Aslında Sosyal mesafeyi koruduğumuz müddetçe toplumca saygılı bir birlikteliği de tesis etmiş oluruz… Kişiler arası iletişimin sihirli bir kelimesi daha vardır: Empati! Kendini karşındakinin yerine koyarak anlamaya çalışmak demek olan empati, kişiler arası iletişimde varılacak en üst noktadır.
Empatik bir iletişimde insanlar daima birbirlerine tolerans geliştirip, anlayış göstermektedir. Bu o kadar da kolay bir şey değildir tabii…
Kızılderililerin “karşımızdaki kişinin ayakkabılarıyla yürümek” diye tabir ettikleri empatiyi kurabilmek için, geniş bir perspektiften bakmak, kötücül bakış açısını öteleyip, egolardan sıyrılmak ve hak ve özgürlüklere saygıyı hayat felsefesi olarak içselleştirmek gerekir…
Karşınızdakinin neler hissedebileceğini düşünmek ve hissetmek gerekir. Kişilerarası iletişimde “empati” ve “saygı” geliştiği müddetçe, sorunlar da asgari seviyede ortadan kalkacaktır…
Keşke bunu hepimiz Covid-19 virüs ile değil de kendi içsel süreçlerimiz ile öğrenseydik… Covid-19 Pandemisi şüphesiz dünyada pek çok unsuru değiştirecek ve milyonlarca kişinin kendisini sorgulayarak farkındalığının artmasına neden olmakta.
Evlerde, karantinada kaldığımız şu günlerde, dar bir alanda, sosyal mesafelerimizi koruyarak, saygı ve nezaketle bir arada günler geçirmek zorundayız.
Dışarda sağlığımızı tehdit eden bir virüs varken, üstelik güzelim bahar günlerinin müjdeleriyle içimiz kıpır kıpır olmasına rağmen kapalı mekanda kalmak zorunluluğunda geçecek günlerimizde birbirimizi incitmeyecek kadar uzak, destek olacak kadar yakın durmayı öğrenmeliyiz,
Öğreniyoruz,
Öğreneceğiz…
Başka yolu yok! Sağlıklı ve güneşli günlerde buluşmak dileklerimle…
Bu virüs aklı olana empati kurabilene çok şey öğretti ama yine bir grup cahil var ki onlara korona bile bir şey öğretemedi.. güzel bir yazı olmuş. Teşekkür ederim..

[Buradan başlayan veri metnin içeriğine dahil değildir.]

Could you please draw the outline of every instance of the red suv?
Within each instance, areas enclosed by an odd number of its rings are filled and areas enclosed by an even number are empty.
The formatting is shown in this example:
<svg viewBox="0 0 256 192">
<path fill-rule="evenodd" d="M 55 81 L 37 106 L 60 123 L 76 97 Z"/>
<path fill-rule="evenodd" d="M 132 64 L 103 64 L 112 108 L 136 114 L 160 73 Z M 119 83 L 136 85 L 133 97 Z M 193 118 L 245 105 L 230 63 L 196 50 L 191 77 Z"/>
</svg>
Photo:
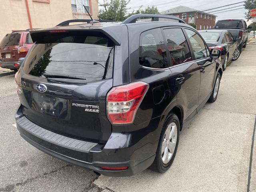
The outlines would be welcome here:
<svg viewBox="0 0 256 192">
<path fill-rule="evenodd" d="M 33 44 L 29 30 L 15 31 L 4 36 L 0 44 L 2 68 L 14 71 L 19 69 Z"/>
</svg>

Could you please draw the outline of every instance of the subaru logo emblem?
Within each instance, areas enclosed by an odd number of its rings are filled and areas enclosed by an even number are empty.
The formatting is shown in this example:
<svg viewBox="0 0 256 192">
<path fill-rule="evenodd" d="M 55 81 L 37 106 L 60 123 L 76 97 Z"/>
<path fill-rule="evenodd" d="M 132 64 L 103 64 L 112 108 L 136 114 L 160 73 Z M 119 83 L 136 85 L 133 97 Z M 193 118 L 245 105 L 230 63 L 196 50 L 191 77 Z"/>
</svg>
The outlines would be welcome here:
<svg viewBox="0 0 256 192">
<path fill-rule="evenodd" d="M 46 91 L 46 90 L 47 90 L 47 88 L 46 86 L 42 83 L 38 84 L 36 85 L 36 90 L 40 93 L 44 93 Z"/>
</svg>

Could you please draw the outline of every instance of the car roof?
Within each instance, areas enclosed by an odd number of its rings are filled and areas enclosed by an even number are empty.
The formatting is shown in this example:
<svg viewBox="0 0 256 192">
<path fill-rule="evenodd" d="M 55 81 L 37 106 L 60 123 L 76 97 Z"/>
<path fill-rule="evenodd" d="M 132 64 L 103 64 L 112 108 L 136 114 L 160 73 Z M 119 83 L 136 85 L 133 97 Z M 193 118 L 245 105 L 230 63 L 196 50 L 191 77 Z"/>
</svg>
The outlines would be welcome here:
<svg viewBox="0 0 256 192">
<path fill-rule="evenodd" d="M 206 29 L 206 30 L 198 30 L 198 32 L 210 32 L 213 33 L 222 33 L 224 32 L 228 32 L 227 30 L 222 30 L 221 29 Z"/>
<path fill-rule="evenodd" d="M 92 24 L 86 23 L 73 25 L 56 26 L 45 29 L 32 29 L 30 30 L 29 32 L 33 41 L 35 42 L 40 38 L 42 38 L 42 36 L 39 33 L 49 32 L 52 30 L 56 32 L 58 32 L 58 30 L 63 30 L 68 31 L 87 31 L 88 32 L 98 32 L 104 34 L 111 39 L 117 45 L 120 45 L 122 40 L 122 32 L 121 32 L 122 30 L 120 29 L 122 27 L 126 26 L 127 26 L 127 27 L 129 27 L 129 25 L 149 25 L 150 26 L 152 26 L 152 29 L 154 28 L 164 27 L 168 26 L 186 26 L 195 30 L 194 28 L 189 25 L 179 22 L 150 21 L 138 22 L 126 24 L 122 24 L 120 22 L 104 22 Z"/>
</svg>

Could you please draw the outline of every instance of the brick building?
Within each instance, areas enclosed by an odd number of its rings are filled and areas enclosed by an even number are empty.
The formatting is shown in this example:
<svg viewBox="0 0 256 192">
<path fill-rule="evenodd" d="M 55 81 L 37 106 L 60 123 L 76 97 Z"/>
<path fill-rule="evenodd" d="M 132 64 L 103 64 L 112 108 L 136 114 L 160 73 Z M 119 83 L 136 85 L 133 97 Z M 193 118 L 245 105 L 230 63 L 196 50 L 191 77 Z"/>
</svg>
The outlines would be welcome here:
<svg viewBox="0 0 256 192">
<path fill-rule="evenodd" d="M 213 28 L 217 16 L 181 6 L 163 11 L 161 14 L 178 16 L 187 24 L 195 24 L 197 30 Z"/>
</svg>

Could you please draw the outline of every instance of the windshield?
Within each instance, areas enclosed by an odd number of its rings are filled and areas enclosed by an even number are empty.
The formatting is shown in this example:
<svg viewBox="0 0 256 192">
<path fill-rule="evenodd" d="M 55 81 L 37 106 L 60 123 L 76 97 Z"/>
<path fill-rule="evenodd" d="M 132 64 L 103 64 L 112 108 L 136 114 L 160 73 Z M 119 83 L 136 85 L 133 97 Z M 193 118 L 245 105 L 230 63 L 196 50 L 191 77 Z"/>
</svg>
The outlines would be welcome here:
<svg viewBox="0 0 256 192">
<path fill-rule="evenodd" d="M 18 45 L 20 43 L 20 34 L 18 33 L 7 34 L 4 36 L 1 42 L 1 46 Z"/>
<path fill-rule="evenodd" d="M 107 38 L 68 36 L 54 41 L 32 47 L 23 67 L 25 72 L 65 81 L 112 77 L 114 45 Z"/>
<path fill-rule="evenodd" d="M 220 21 L 216 24 L 216 28 L 242 28 L 243 24 L 240 20 L 226 20 Z"/>
<path fill-rule="evenodd" d="M 220 35 L 220 33 L 200 32 L 200 33 L 205 41 L 218 41 Z"/>
</svg>

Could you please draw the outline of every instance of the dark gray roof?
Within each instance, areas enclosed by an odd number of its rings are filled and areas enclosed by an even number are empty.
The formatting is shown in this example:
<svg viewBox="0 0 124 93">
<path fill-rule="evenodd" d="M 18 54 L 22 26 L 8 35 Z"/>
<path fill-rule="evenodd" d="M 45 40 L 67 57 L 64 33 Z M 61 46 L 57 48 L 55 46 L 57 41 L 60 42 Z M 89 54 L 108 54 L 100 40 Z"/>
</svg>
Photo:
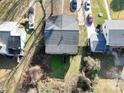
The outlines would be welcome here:
<svg viewBox="0 0 124 93">
<path fill-rule="evenodd" d="M 76 18 L 67 15 L 52 16 L 46 21 L 45 30 L 79 30 Z"/>
<path fill-rule="evenodd" d="M 57 17 L 55 22 L 50 20 L 51 18 L 46 22 L 45 27 L 45 52 L 47 54 L 76 54 L 78 51 L 79 27 L 75 18 L 60 16 Z"/>
</svg>

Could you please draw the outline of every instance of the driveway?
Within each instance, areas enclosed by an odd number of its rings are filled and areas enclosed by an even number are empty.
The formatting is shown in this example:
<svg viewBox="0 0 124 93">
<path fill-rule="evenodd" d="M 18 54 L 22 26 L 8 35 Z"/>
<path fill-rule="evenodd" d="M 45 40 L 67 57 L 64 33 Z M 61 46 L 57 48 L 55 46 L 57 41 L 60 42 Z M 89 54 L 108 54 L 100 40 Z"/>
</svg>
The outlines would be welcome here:
<svg viewBox="0 0 124 93">
<path fill-rule="evenodd" d="M 84 15 L 82 9 L 83 9 L 82 0 L 77 0 L 77 14 L 79 25 L 84 25 Z"/>
<path fill-rule="evenodd" d="M 88 14 L 92 14 L 91 2 L 90 2 L 90 0 L 84 0 L 84 3 L 85 3 L 86 1 L 88 1 L 88 2 L 90 3 L 90 7 L 89 7 L 89 10 L 88 10 L 88 11 L 85 11 L 85 23 L 86 23 L 86 17 L 87 17 L 87 15 L 88 15 Z M 88 26 L 88 25 L 86 24 L 86 27 L 87 27 L 87 31 L 88 31 L 88 38 L 90 38 L 90 36 L 91 36 L 92 34 L 96 33 L 94 23 L 92 23 L 91 26 Z"/>
</svg>

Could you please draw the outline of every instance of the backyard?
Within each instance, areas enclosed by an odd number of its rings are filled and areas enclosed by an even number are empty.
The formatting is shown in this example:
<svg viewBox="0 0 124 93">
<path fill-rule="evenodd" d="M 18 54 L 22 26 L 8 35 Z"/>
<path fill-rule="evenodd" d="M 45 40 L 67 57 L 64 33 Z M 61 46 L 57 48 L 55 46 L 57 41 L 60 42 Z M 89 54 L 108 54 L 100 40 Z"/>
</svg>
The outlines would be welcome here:
<svg viewBox="0 0 124 93">
<path fill-rule="evenodd" d="M 124 0 L 107 0 L 112 19 L 124 19 Z"/>
<path fill-rule="evenodd" d="M 91 0 L 91 8 L 95 26 L 104 23 L 108 19 L 103 0 Z M 99 13 L 102 13 L 103 16 L 99 17 Z"/>
</svg>

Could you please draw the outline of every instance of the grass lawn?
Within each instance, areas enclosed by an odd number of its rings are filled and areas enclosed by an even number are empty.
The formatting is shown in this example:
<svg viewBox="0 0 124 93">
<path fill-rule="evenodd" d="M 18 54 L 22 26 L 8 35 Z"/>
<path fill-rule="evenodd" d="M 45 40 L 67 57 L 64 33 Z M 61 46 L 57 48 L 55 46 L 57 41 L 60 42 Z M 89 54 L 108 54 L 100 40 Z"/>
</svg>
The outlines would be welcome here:
<svg viewBox="0 0 124 93">
<path fill-rule="evenodd" d="M 103 0 L 91 0 L 91 7 L 95 26 L 102 24 L 108 17 Z M 99 13 L 103 13 L 103 17 L 98 17 Z"/>
<path fill-rule="evenodd" d="M 8 58 L 0 55 L 0 69 L 12 69 L 18 63 L 14 58 Z"/>
<path fill-rule="evenodd" d="M 49 65 L 52 70 L 50 73 L 51 77 L 64 79 L 69 68 L 69 57 L 67 57 L 66 63 L 64 63 L 64 57 L 62 55 L 52 55 Z"/>
<path fill-rule="evenodd" d="M 124 19 L 124 0 L 107 0 L 112 19 Z"/>
<path fill-rule="evenodd" d="M 94 58 L 99 59 L 101 63 L 101 70 L 99 73 L 99 77 L 106 78 L 106 72 L 108 72 L 110 69 L 115 67 L 112 54 L 98 53 L 98 54 L 94 54 Z"/>
</svg>

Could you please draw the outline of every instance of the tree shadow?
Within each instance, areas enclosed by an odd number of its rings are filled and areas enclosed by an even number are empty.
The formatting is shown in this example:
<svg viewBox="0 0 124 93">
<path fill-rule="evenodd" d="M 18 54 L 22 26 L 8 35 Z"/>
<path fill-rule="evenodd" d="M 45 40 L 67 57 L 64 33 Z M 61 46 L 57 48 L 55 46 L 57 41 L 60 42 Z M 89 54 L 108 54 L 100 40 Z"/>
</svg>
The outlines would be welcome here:
<svg viewBox="0 0 124 93">
<path fill-rule="evenodd" d="M 124 0 L 112 0 L 110 8 L 115 12 L 124 10 Z"/>
</svg>

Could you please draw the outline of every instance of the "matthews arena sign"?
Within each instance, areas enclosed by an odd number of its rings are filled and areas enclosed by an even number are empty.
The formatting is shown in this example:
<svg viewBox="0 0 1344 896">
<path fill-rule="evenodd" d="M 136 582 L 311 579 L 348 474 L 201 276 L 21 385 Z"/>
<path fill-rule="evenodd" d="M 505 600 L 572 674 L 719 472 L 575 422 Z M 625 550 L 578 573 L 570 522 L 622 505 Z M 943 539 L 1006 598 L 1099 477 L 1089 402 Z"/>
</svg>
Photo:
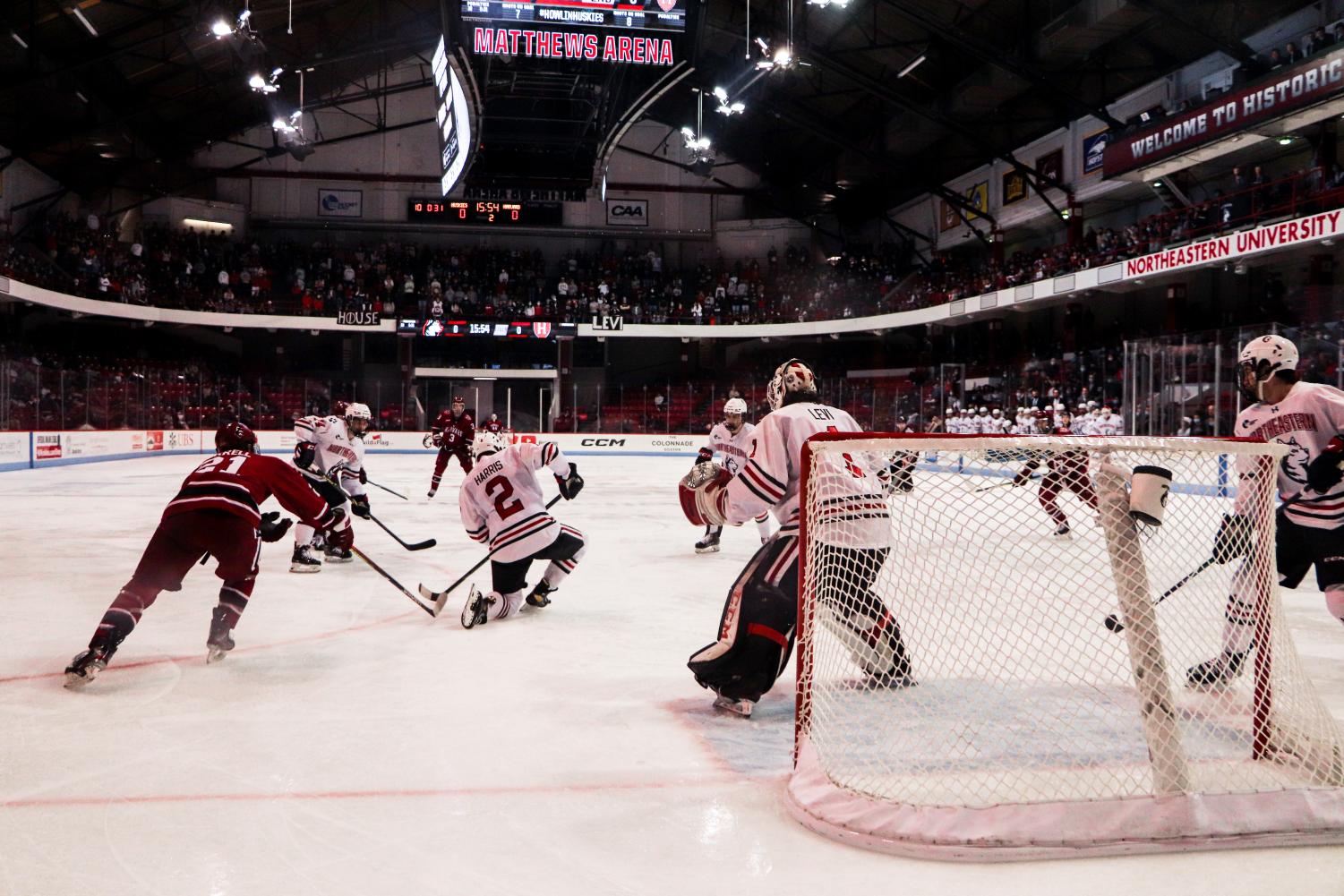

Sina Bey! Yazınızla gaza geldim. Uzun yorum yapma zorunda kalıyorum. Öncelikle sizi tebrik ederim. Başkalarına katkı sunmak, düşünceleri paylaşabilmek,yorumlayabilmek,tartışmak empatinin başlangıcıdır.Demokrasi kandırmacaları ile güya bizi yöneteceklerini seçmek için kasıla kasıla sandığa gidiyoruz. Sonucuna bakınca bitmek bilmeyen yeni arayışlara devam. Empati yapmayı deniyoruz bizi ötekileştirerek izin vermiyorlar. Biz bize kalsak hallederiz. Eğitim sorunu. Ne çabuk dolmuşa geliyoruz başkanım. Kapitalizm izin vermiyor. Ezilen çoğunluğa Seçtirerek bizi de suça ortak ediyorlar. Kirpiler bile çözüm üretiyor da, bizim filim adamları halen maskeyi halledemediler. Egoların kontrolsüzlüğüdür virüsün büyüğü. Kontrolsüz güç dünyayı nasıl sarstığını yaşıyoruz. Neo liberal sistemin sınırları zorlamasına seyirci kaldık, izin vermiş olduk. Sonucuna katlanmak zorundayız. Her şeyin sorgulandığı yeni dünya özlemiyle.